Re: Need to process a XML file through Perl
by Anonymous Monk on Dec 02, 2009 at 09:24 UTC
    Currently I am planning to process the above requirement using simple Perl regex.

    Parsing XML is hard, use XML::Twig, XML::LibXML,...

Re: Need to process a XML file through Perl
by mirod (Canon) on Dec 02, 2009 at 18:46 UTC

    As said before, don't use regexp, use a module.

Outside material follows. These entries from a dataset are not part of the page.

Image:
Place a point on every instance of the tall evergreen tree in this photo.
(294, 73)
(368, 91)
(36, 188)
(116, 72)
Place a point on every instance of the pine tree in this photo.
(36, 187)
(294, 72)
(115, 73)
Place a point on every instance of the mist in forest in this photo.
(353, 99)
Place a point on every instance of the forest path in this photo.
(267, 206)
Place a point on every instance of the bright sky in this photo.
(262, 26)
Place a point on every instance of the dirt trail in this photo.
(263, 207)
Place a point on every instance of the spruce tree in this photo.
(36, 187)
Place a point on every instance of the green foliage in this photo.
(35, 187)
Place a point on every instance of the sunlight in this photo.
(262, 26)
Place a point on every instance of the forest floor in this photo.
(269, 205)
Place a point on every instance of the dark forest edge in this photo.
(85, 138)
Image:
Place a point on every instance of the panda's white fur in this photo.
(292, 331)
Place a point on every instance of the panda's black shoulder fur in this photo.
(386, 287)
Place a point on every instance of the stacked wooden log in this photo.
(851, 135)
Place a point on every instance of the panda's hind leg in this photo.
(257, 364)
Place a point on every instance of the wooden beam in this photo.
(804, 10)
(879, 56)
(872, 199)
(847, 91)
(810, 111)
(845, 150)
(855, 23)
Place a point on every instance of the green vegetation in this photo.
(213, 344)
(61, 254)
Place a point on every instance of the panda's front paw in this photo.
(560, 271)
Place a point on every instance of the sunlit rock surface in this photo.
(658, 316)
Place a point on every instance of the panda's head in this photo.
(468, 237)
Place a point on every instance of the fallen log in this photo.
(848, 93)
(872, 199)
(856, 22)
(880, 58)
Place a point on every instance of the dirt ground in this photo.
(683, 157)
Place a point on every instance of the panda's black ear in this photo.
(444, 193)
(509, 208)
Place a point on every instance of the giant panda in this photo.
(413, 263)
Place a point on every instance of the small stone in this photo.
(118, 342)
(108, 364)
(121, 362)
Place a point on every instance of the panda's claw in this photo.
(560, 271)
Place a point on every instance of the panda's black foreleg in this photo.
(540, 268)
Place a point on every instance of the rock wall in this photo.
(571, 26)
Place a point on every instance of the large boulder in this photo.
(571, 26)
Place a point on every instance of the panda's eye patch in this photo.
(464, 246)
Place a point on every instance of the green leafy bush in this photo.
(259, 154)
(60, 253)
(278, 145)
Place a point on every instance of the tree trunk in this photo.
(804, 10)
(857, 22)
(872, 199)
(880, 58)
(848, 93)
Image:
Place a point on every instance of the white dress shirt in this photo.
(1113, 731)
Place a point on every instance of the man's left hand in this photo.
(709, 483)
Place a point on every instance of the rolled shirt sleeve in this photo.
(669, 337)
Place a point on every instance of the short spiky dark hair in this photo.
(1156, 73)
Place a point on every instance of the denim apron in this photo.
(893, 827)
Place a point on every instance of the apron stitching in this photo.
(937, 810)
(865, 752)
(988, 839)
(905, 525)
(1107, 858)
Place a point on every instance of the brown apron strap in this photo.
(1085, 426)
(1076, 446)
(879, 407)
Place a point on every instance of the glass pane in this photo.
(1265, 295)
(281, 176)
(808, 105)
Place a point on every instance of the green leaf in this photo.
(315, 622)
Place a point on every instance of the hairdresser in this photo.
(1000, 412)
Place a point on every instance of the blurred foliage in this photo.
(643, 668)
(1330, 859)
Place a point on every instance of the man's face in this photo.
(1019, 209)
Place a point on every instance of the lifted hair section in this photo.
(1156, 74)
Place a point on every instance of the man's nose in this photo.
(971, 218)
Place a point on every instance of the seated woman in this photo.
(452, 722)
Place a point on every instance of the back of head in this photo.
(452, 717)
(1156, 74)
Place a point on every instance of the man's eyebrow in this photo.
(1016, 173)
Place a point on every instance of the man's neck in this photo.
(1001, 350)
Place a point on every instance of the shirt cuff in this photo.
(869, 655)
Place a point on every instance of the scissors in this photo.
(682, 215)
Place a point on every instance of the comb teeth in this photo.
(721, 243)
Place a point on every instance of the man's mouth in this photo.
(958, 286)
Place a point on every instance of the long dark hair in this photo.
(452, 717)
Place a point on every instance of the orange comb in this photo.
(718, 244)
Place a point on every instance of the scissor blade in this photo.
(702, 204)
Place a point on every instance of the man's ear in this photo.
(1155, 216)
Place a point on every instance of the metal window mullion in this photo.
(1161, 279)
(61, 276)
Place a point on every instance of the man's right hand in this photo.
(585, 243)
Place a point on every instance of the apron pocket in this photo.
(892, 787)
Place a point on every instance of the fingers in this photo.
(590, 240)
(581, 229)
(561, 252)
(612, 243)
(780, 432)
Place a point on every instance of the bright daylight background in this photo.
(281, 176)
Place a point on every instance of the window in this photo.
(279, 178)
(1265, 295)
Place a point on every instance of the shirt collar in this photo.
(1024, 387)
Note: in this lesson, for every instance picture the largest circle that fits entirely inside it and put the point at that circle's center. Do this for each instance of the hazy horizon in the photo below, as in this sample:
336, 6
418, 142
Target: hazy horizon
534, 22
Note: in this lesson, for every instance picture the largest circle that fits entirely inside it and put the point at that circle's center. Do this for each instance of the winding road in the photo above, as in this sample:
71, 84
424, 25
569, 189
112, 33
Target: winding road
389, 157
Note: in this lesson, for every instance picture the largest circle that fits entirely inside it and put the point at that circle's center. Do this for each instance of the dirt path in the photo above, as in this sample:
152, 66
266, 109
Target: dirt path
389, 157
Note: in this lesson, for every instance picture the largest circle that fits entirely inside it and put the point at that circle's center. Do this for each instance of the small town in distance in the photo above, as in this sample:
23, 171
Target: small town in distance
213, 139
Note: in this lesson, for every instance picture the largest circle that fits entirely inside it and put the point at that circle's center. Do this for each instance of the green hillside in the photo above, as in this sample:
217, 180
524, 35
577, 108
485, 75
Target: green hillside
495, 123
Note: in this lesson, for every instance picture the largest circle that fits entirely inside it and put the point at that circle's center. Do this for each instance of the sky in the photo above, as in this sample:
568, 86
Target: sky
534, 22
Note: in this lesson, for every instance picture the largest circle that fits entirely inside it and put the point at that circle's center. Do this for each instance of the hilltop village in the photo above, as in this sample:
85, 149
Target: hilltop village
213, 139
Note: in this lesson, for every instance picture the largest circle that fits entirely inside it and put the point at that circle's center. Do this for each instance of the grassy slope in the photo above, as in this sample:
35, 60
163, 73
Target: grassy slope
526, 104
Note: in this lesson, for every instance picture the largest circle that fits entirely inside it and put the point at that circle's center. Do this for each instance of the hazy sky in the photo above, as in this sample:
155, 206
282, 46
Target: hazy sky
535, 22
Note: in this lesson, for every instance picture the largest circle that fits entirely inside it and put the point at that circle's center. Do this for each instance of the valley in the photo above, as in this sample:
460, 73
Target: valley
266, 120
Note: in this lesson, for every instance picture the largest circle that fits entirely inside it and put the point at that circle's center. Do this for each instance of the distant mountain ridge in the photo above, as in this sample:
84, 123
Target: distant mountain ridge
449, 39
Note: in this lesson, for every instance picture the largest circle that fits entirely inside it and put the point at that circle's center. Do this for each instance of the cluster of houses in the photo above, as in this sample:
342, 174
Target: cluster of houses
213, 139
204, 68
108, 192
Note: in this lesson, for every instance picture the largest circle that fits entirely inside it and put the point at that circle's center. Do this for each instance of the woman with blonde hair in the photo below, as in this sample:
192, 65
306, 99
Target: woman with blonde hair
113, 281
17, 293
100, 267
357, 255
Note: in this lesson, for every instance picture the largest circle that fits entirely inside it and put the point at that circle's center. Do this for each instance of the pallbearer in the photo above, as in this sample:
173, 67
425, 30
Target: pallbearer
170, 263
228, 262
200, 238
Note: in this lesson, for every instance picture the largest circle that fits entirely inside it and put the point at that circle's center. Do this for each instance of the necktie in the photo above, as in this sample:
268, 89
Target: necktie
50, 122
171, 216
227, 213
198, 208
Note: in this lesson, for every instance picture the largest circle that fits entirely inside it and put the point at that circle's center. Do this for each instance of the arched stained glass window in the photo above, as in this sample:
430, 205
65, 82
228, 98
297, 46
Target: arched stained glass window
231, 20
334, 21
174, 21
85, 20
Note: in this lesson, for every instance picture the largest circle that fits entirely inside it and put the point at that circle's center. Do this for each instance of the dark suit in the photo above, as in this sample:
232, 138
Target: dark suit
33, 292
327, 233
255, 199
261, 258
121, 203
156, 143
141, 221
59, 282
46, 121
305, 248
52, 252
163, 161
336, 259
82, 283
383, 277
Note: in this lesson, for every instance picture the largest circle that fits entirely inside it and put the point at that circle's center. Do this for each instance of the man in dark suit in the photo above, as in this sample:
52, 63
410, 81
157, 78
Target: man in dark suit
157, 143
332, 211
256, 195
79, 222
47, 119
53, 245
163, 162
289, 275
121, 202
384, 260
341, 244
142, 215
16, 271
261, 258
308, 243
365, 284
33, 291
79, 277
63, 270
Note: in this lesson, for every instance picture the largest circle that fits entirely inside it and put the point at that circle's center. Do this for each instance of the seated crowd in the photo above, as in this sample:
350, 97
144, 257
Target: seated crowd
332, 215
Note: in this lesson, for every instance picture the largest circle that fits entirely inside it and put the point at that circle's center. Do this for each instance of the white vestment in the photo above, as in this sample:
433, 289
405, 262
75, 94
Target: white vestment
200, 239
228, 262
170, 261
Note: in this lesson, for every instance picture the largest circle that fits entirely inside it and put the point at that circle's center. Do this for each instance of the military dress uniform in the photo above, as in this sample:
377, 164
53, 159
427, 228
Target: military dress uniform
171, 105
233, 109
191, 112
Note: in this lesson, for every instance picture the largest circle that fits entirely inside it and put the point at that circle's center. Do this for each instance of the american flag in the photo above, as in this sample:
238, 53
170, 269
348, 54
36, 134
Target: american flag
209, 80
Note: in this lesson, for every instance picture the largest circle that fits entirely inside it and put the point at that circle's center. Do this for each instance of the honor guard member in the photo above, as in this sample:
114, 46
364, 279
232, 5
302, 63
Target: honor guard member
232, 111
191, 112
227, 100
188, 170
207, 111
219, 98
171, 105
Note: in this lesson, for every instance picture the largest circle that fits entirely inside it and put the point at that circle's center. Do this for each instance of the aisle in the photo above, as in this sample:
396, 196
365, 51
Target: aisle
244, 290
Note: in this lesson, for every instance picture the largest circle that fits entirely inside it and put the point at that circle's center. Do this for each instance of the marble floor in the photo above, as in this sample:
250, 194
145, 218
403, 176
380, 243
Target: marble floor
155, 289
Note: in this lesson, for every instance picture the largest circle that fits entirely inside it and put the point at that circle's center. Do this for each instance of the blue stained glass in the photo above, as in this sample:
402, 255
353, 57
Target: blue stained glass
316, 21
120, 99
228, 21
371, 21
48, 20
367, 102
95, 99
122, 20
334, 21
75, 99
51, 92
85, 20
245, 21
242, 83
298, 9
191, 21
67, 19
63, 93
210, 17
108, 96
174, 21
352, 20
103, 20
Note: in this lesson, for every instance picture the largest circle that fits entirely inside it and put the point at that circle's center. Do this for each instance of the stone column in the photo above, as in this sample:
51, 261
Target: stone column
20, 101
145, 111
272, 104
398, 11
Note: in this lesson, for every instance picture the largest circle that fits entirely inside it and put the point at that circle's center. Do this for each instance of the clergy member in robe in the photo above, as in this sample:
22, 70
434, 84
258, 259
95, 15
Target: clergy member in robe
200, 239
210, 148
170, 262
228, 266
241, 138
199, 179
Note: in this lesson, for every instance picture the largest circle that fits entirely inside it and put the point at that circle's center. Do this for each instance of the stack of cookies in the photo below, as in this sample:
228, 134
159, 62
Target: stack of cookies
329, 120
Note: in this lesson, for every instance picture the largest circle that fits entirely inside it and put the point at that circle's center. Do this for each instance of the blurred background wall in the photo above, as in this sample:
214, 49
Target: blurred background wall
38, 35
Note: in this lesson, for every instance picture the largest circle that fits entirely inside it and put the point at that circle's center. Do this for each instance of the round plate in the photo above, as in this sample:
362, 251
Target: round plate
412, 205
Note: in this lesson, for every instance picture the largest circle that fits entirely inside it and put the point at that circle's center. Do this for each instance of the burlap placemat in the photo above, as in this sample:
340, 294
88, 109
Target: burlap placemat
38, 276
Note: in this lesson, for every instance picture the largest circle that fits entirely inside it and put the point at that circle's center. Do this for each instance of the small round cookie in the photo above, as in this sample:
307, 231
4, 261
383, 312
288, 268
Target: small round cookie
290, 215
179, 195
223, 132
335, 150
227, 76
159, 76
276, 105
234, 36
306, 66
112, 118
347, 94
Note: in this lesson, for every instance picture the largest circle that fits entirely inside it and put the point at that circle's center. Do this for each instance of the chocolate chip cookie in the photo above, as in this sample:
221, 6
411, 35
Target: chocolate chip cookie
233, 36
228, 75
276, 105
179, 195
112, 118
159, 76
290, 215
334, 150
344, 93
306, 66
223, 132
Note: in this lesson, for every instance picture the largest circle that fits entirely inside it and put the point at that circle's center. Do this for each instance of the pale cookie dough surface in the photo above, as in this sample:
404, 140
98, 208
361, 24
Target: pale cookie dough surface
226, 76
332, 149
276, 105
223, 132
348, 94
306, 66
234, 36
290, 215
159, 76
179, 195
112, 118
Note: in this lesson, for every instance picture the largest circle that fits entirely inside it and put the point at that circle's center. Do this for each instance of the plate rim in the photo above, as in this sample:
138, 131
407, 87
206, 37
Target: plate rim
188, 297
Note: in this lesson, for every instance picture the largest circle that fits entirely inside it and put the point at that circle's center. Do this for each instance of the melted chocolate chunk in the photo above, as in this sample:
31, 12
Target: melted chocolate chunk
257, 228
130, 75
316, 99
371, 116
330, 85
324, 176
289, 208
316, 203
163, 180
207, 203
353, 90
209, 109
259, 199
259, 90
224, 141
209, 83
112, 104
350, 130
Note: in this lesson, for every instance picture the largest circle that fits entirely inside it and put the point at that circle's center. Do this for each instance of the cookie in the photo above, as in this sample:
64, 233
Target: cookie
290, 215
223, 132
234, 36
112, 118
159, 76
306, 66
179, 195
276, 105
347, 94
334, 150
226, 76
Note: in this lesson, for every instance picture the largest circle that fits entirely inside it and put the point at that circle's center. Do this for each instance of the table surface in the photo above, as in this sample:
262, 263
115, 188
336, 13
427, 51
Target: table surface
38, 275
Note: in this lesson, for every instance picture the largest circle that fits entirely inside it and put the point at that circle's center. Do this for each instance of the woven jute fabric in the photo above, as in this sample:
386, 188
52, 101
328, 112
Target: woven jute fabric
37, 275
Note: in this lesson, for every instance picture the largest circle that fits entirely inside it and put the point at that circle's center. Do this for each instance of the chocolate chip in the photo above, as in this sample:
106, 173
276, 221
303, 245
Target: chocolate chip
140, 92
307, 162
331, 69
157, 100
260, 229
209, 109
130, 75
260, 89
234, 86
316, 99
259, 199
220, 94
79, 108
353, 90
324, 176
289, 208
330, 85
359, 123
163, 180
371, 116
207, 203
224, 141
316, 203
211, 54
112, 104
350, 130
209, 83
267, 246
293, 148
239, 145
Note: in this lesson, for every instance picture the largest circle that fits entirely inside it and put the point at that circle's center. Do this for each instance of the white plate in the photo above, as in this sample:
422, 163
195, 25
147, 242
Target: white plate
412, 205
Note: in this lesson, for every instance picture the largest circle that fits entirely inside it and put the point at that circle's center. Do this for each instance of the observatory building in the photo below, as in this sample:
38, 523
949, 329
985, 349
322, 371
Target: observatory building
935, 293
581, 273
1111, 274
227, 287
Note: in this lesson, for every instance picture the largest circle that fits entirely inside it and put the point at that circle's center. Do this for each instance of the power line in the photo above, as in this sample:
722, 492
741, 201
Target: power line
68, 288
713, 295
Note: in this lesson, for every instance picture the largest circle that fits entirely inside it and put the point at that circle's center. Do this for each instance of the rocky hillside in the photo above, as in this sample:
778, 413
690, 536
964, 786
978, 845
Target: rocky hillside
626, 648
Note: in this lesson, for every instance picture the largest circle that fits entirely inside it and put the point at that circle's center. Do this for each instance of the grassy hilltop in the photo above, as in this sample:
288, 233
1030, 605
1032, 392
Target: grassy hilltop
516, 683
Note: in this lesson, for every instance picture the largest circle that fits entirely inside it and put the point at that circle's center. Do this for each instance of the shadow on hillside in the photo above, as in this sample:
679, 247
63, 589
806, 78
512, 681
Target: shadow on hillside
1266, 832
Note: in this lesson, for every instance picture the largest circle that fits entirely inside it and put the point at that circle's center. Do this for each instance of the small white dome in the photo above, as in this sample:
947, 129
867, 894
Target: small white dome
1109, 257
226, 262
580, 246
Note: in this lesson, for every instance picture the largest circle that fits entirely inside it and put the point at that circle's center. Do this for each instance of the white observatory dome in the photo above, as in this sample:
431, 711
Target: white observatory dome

    But much to the surprise of everyone here, I am not going to pimp XML::Twig this time! xml_grep2, packaged as App::xml_grep2, will do this quite simply from the command line:

    xml_grep2 -v '//start_element[.//user_id]' user.xml > elements_with_no +_user_id.xml xml_grep2 -v '//start_element[count(.//user_id)=0]' user.xml > element +s_with_user_id.xml

    xml_grep2 works like grep, except it uses XPath instead of regular expression. So the -v flag will filter out any element that matches the XPath expression. The first one matches elements with a user_id descendant, and the second one matches elements with none.

    Voilà!

Re: Need to process a XML file through Perl
by paragkalra (Scribe) on Dec 03, 2009 at 18:45 UTC

    One more question Jenda

    What I noticed in the new files generated by 'XML::Rules' is that attributes having no value e.g <attribute1></attribute1> in the original file where simply written as </attribute> in the new file.

    Also what I found that original tags like

    <contents xsi:type="abc" xmlns:imp="xyz">

    where written like

    <contents xmlns:imp="xyz" xsi:type="abc">'

    As you can see the order of attributes inside the tag has changed.

    Not sure if these are XML features or something specific to module.

      As far as XML is concerned <tag></tag> and <tag/> are equivalent and the order of attributes is irrelevant. If I really had to I would be able to preserve the distinction and the order but its not worth the effort.

      Jenda
      Enoch was right!
      Enjoy the last years of Rome.

Re: Need to process a XML file through Perl
by paragkalra (Scribe) on Dec 04, 2009 at 06:13 UTC

    Thanks Jenda for the confirmation